VowpalWabbit / vowpal_wabbit

Vowpal Wabbit is a machine learning system which pushes the frontier of machine learning with techniques such as online, hashing, allreduce, reductions, learning2search, active, and interactive learning.
https://vowpalwabbit.org
Other
8.49k stars 1.93k forks source link

online learning and prediction with conditional contextual bandit #4154

Closed umuur closed 2 years ago

umuur commented 2 years ago

Describe the bug

Is online learning and getting predictions realtime possible with ccb at this moment?
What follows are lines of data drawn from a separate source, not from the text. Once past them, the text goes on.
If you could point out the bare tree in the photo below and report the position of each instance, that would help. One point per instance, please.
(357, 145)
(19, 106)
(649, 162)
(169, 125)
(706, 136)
I know it's possible with classic contextual bandit, but couldn't find any resources for ccb for python.

How to reproduce

Version

9.3.0

OS

macOS

Language

Python

Additional context

No response

bassmang commented 2 years ago

Hi @umuur

The issue here is that learn and predict must be called on the entire ccb example, which requires at least as many actions as slots (making ccb slot 1:0:0.5 0,1 | invalid). I would recommend something more like this for your use:

import vowpalwabbit
vw = vowpalwabbit.Workspace("--ccb_explore_adf", quiet=True)

ccb_ex = """
    ccb shared | age feature1
    ccb action |
    ccb action |
    ccb slot 0:1:0.6 0,1 |
    ccb slot 1:0:0.5 0,1 |
    """
vw.learn(ccb_ex)
vw.predict(ccb_ex)

Calling predict here will return: [[(0, 0.5), (1, 0.5)], [(1, 1.0)]] where [(0, 0.5), (1, 0.5)] are the decision scores for the first slot and [(1, 1.0)] are the scores for the second. Let me know if you have any questions.

umuur commented 2 years ago

Hi @bassmang

Thank you! I think I misunderstand the multiline concept before. Now it makes more sense!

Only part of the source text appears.